During the last few days I've been playing around elastic-search indexing and searching and I've to build different queries that I intended to. My problem right now is being able to build a query that is able to match text with special characters even if I don't type them in the "search bar". I'll give an example to easily explain what I mean.
Imagine you have a document indexed that contains a field called page content
. Inside this field, you can have a part of the text such as
"O carro do João é preto." (means João's car is black in portuguese)
What I want to be able to do is type something like:
O carro do joao e preto
and still be able to get the proper match.
What I've tried so far:
I've been using the match phrase query provided in the documentation of elasticsearch (here) such as the example below:
GET _search { "query": { "match_phrase": { "page content": { "query": "o carro do joao e preto" } } } }
The result of this query gives me 0 hits. Which is perfectly acceptable given that the provided content of the query is different from what has been stored in that document.

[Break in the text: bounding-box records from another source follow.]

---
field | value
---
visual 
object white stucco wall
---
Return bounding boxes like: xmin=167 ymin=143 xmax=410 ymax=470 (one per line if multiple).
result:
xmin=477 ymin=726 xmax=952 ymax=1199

I've tried setting the ASCII Folding Token Filter (here) but I'm not sure of how to use it. So what I've basically done is creating a new index with this query:
PUT /newindex ' { "page content": "O carro do João é preto", "settings" : { "analysis" : { "analyzer" : { "default" : { "tokenizer" : "standard", "filter" : ["standard", "my_ascii_folding"] } }, "filter" : { "my_ascii_folding" : { "type" : "asciifolding", "preserve_original" : true } } } } }'
Then if I try to query, using the match_phrase query provided above, like this:
O carro do joao e preto
it should show me the correct result as I wanted it to. But the thing is it isn't working for me. Am I forgetting something? I've been around this for the last two days without success and I feel like it's something that I'm missing.
So question: What do I have to do to get the desired matching?